Técnico de enfermagem é apontado como líder de grupo acusado de matar pacientes em UTI no DF

O técnico de enfermagem Marcos Vinícius Silva Barbosa de Araújo, de 24 anos, é apontado pela Polícia Civil do Distrito Federal (PCDF) como a figura central de um grupo investigado por homicídios ocorridos dentro da Unidade de Terapia Intensiva (UTI) do Hospital Anchieta, em Taguatinga (DF). Segundo as investigações, ele teria liderado um esquema formado por profissionais da saúde que se valeram dos próprios cargos para cometer os crimes.

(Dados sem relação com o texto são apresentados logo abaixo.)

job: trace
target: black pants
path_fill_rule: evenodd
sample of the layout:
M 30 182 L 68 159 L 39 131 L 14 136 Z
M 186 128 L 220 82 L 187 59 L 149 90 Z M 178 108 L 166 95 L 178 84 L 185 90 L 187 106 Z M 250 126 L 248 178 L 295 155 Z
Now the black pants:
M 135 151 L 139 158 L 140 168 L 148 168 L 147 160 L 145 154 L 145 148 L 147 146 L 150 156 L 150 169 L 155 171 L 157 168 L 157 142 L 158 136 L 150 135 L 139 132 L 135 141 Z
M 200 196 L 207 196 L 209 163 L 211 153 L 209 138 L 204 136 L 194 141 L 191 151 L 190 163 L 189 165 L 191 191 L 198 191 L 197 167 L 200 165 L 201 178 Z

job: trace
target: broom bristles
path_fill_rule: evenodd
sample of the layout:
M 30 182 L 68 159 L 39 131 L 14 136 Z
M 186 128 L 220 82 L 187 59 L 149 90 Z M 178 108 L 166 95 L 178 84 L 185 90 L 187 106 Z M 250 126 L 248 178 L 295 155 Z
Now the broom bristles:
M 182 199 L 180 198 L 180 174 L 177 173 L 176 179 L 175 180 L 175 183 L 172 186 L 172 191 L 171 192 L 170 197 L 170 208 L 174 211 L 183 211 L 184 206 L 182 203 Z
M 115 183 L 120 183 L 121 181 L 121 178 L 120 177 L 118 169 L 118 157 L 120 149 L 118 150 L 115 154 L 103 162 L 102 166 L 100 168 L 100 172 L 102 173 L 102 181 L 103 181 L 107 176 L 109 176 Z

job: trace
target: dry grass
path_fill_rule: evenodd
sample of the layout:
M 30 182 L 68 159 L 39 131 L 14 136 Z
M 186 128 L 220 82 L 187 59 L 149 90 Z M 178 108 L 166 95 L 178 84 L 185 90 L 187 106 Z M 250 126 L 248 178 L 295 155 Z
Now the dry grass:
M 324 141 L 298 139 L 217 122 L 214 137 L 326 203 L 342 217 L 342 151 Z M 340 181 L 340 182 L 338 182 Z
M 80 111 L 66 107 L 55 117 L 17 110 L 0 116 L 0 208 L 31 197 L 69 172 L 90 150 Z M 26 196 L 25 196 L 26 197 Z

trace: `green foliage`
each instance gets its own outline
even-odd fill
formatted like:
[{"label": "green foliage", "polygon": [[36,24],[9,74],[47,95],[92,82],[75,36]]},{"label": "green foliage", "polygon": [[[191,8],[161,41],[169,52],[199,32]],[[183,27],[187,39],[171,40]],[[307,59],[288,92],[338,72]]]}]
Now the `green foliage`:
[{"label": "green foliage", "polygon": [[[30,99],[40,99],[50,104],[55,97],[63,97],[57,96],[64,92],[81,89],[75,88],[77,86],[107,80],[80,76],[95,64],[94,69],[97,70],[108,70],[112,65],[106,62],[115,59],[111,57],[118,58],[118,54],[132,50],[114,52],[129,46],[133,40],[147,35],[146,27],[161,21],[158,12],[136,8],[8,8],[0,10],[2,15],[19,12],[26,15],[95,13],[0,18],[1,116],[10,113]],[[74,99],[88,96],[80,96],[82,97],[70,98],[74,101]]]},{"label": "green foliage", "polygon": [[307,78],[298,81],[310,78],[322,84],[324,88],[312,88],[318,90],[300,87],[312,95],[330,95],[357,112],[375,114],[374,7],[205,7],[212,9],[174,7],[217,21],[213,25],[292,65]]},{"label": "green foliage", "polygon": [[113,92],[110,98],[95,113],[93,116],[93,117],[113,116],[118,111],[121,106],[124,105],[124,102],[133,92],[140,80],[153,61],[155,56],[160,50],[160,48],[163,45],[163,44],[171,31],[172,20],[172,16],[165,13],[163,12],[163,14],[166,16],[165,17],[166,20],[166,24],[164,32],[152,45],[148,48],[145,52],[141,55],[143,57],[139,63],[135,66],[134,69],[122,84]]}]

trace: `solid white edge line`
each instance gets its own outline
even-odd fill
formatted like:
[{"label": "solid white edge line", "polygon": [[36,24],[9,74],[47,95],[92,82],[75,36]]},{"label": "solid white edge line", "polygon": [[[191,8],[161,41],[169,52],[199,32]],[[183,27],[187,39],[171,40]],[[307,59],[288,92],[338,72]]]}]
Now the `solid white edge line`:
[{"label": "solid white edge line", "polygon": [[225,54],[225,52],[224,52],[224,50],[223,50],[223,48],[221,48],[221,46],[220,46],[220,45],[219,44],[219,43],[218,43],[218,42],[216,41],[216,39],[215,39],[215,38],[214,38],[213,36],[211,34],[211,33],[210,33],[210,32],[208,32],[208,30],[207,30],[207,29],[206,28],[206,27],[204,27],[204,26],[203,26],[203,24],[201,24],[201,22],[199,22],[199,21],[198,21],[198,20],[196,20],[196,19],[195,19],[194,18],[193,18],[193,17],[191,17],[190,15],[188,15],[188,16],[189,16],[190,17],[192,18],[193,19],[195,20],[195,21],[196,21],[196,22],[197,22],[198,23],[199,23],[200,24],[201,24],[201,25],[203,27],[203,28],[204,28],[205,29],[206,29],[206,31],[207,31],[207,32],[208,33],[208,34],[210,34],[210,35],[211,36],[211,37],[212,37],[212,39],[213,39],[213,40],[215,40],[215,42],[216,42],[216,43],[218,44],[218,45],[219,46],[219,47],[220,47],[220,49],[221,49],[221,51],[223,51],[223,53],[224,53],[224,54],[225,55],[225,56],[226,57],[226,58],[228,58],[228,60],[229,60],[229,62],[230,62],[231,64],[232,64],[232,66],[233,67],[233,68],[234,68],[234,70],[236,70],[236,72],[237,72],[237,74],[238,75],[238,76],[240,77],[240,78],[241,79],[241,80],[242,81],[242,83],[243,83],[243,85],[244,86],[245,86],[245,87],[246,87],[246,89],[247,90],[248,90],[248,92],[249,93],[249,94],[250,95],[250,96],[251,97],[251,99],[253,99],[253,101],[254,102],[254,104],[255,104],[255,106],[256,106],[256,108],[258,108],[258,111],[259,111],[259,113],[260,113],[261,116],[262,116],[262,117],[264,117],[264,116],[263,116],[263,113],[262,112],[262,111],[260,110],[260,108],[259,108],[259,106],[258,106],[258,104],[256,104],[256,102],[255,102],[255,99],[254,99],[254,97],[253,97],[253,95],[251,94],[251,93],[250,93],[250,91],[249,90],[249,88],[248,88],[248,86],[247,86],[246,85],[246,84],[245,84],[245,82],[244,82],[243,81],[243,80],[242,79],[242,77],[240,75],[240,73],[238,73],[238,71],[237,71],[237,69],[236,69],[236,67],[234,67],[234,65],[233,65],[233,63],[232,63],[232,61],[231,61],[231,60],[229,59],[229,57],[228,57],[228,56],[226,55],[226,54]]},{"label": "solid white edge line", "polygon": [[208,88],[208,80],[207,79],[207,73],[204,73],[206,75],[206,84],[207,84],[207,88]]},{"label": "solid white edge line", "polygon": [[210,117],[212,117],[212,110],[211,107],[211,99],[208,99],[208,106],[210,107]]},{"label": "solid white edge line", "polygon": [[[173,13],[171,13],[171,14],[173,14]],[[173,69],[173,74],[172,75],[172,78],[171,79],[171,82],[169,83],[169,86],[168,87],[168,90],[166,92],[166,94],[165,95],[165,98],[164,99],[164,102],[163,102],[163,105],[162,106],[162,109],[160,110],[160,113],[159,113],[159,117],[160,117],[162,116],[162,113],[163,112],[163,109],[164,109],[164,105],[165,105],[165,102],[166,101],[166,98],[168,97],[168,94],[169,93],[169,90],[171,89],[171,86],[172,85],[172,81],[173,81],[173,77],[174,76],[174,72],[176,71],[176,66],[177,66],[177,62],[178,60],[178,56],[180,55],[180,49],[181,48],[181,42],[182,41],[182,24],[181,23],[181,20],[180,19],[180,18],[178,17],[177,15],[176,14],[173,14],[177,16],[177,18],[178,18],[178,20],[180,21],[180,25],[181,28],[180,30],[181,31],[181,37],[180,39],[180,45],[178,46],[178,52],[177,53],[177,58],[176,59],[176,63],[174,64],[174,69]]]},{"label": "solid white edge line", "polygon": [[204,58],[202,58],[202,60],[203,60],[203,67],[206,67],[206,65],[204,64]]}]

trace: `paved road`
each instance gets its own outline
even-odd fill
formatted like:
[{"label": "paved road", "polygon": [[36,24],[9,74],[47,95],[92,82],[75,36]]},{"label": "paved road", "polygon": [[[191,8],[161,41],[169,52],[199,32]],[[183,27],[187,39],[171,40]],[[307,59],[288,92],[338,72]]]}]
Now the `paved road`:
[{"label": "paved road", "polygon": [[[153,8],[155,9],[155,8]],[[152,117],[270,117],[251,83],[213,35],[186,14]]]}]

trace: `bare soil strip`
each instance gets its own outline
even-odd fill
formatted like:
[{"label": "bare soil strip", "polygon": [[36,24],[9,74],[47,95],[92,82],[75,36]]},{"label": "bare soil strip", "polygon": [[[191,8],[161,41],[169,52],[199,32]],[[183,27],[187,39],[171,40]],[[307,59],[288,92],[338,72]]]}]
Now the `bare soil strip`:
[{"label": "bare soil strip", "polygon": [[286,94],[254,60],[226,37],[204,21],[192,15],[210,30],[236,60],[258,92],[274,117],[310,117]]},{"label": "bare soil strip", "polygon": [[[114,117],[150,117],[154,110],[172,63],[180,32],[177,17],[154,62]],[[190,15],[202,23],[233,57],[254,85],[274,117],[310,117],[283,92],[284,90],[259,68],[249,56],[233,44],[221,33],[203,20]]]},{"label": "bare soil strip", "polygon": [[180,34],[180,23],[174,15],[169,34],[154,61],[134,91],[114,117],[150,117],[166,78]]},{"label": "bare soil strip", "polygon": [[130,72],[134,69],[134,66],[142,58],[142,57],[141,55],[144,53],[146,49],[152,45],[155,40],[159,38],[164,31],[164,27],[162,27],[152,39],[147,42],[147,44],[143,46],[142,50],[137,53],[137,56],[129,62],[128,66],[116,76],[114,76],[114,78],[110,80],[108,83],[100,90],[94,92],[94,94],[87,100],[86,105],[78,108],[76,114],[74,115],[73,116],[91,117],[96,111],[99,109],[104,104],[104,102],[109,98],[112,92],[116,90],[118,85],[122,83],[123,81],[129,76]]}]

Marcos Vinícius foi preso durante a deflagração da Operação Anúbis e confessou os assassinatos em depoimento prestado na última terça-feira (20). Conforme apurado, ele já não trabalhava mais no Hospital Anchieta e, antes da prisão, atuava em uma UTI pediátrica de um hospital particular.

As investigações apontam que o grupo é responsável pelas mortes de João Clemente Pereira, de 63 anos, servidor da Caesb; Marcos Moreira, de 33, servidor dos Correios; e Miranilde Pereira da Silva, professora aposentada, de 75 anos. Em alguns casos, Marcos Vinícius teria contado com o auxílio de duas técnicas de enfermagem, Amanda Rodrigues de Sousa, de 28 anos, e Marcela Camilly Alves da Silva, de 22.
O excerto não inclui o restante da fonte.